Et la liberté dans tout ça ?

La liberté ontologique est contrainte par les outils et les nouvelles manières de penser imagées. La liberté politique est quant à elle réduite. Les Français transfèrent massivement leurs données personnelles en Californie, sur des serveurs étrangers appartenant à une compagnie privée. Carnets d’adresse, liste d’amis, photos de vie privée, messages intimes sont stockés sous la loi de Sacramento et visibles sans contrôle par les organes de police et de renseignement d’un pays tiers (Patriot Act). Au risque de se voir accuser de crimes et délits dont ils n’auront même pas conscience, mais que tout débarquement sur le sol américain révèlera aussitôt (c’est arrivé). Au risque de se voir supprimer tout accès du jour au lendemain sans préavis, sur un caprice technique ou juridique du pays étranger (Amazon via Kindle sur les traductions d’Hemingway). Au risque de voir perdre l’information de cette masse de données, offertes gratuitement en exploitation à des entreprises de divertissement ou de commerce hors de France (Google). A-t-on bien conscience de ces implications lorsqu’on documente Facebook, Twitter, YouTube, Google et autres ? Et pourtant, on ne les entend guère, les gueulards du souverainisme, anticapitalistes forcenés, adeptes de la théorie du Complot CIA & multinationales ! Est-ce naïveté ou posture ?
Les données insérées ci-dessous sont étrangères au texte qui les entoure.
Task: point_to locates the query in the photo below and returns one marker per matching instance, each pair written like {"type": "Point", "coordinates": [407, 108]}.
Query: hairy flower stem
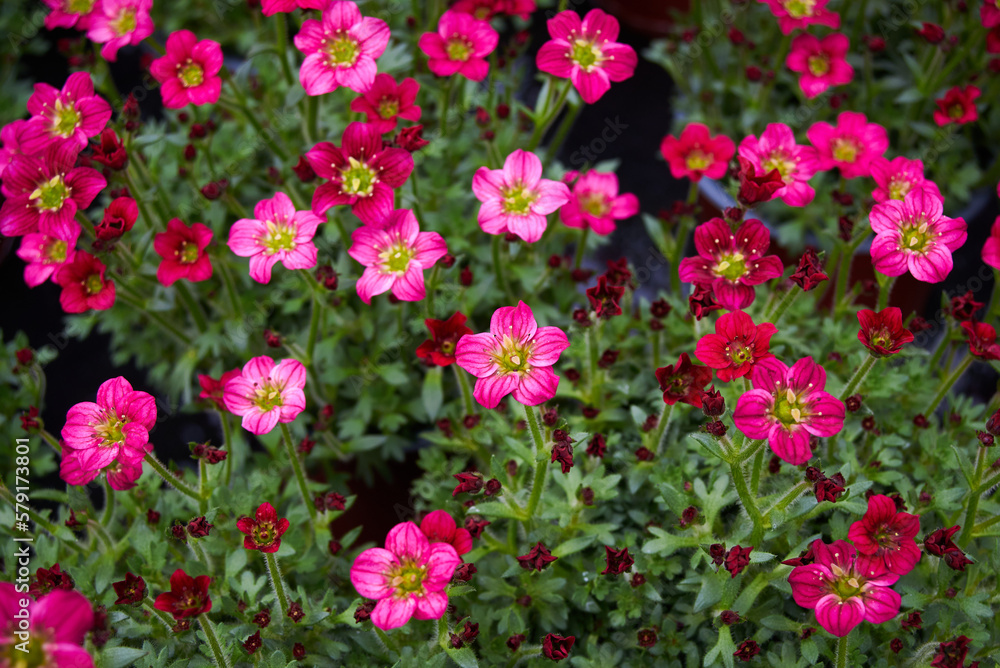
{"type": "Point", "coordinates": [300, 477]}
{"type": "Point", "coordinates": [274, 573]}
{"type": "Point", "coordinates": [221, 660]}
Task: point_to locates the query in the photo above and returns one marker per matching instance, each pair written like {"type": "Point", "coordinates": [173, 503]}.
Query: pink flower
{"type": "Point", "coordinates": [362, 173]}
{"type": "Point", "coordinates": [795, 14]}
{"type": "Point", "coordinates": [787, 405]}
{"type": "Point", "coordinates": [459, 46]}
{"type": "Point", "coordinates": [821, 64]}
{"type": "Point", "coordinates": [340, 49]}
{"type": "Point", "coordinates": [118, 23]}
{"type": "Point", "coordinates": [189, 71]}
{"type": "Point", "coordinates": [736, 345]}
{"type": "Point", "coordinates": [515, 356]}
{"type": "Point", "coordinates": [841, 593]}
{"type": "Point", "coordinates": [776, 149]}
{"type": "Point", "coordinates": [46, 254]}
{"type": "Point", "coordinates": [276, 233]}
{"type": "Point", "coordinates": [70, 14]}
{"type": "Point", "coordinates": [57, 624]}
{"type": "Point", "coordinates": [386, 102]}
{"type": "Point", "coordinates": [851, 146]}
{"type": "Point", "coordinates": [731, 263]}
{"type": "Point", "coordinates": [115, 430]}
{"type": "Point", "coordinates": [697, 154]}
{"type": "Point", "coordinates": [75, 113]}
{"type": "Point", "coordinates": [991, 249]}
{"type": "Point", "coordinates": [83, 285]}
{"type": "Point", "coordinates": [913, 235]}
{"type": "Point", "coordinates": [516, 198]}
{"type": "Point", "coordinates": [408, 578]}
{"type": "Point", "coordinates": [596, 204]}
{"type": "Point", "coordinates": [440, 527]}
{"type": "Point", "coordinates": [44, 192]}
{"type": "Point", "coordinates": [183, 251]}
{"type": "Point", "coordinates": [395, 257]}
{"type": "Point", "coordinates": [586, 52]}
{"type": "Point", "coordinates": [266, 393]}
{"type": "Point", "coordinates": [885, 538]}
{"type": "Point", "coordinates": [898, 177]}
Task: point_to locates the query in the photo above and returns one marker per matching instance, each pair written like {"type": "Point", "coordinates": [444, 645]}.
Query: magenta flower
{"type": "Point", "coordinates": [697, 154]}
{"type": "Point", "coordinates": [45, 254]}
{"type": "Point", "coordinates": [115, 430]}
{"type": "Point", "coordinates": [516, 198]}
{"type": "Point", "coordinates": [796, 14]}
{"type": "Point", "coordinates": [395, 257]}
{"type": "Point", "coordinates": [851, 146]}
{"type": "Point", "coordinates": [182, 250]}
{"type": "Point", "coordinates": [787, 405]}
{"type": "Point", "coordinates": [596, 204]}
{"type": "Point", "coordinates": [340, 49]}
{"type": "Point", "coordinates": [57, 625]}
{"type": "Point", "coordinates": [820, 64]}
{"type": "Point", "coordinates": [586, 52]}
{"type": "Point", "coordinates": [277, 233]}
{"type": "Point", "coordinates": [731, 263]}
{"type": "Point", "coordinates": [118, 23]}
{"type": "Point", "coordinates": [408, 577]}
{"type": "Point", "coordinates": [386, 102]}
{"type": "Point", "coordinates": [189, 71]}
{"type": "Point", "coordinates": [898, 177]}
{"type": "Point", "coordinates": [776, 149]}
{"type": "Point", "coordinates": [44, 192]}
{"type": "Point", "coordinates": [515, 356]}
{"type": "Point", "coordinates": [841, 593]}
{"type": "Point", "coordinates": [913, 235]}
{"type": "Point", "coordinates": [459, 46]}
{"type": "Point", "coordinates": [362, 173]}
{"type": "Point", "coordinates": [75, 113]}
{"type": "Point", "coordinates": [266, 393]}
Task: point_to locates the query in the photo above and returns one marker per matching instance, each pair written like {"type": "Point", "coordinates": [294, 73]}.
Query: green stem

Internet est comme la langue d’Ésope : la meilleure et la pire des choses. Il est ce que nous en faisons. Auparavant nous séparions vie privée et vie publique ; aujourd’hui nous séparons vie ordinaire et vie médiatique. La parole publique se démocratise, mais dans le même temps envahit l’existence. Se connecter aux médias sociaux, c’est se déconnecter de l’ordinaire, de la société, au profit d’un entre-soi choisi et construit. Rêve d’une interaction sans risque, le réseau social est un préservatif pour aller sonder les autres. Sans conflit puisqu’il suffit d’ignorer, d’effacer ou de « tej ». Nul doute que l’ouverture à l’autre, grand projet social des Lumières, en est réduite…

On peut lire sur le sujet le numéro 170 de mai-août 2012 de la revue Le Débat, Gallimard, €17.10. Redondant, souvent chiant, se sentant obligé de donner la parole à tous les « noms » qui comptent dans l’univers du numérique et qui se répètent à l’envi, les 175 pages consacrées au sujet donnent cependant des idées.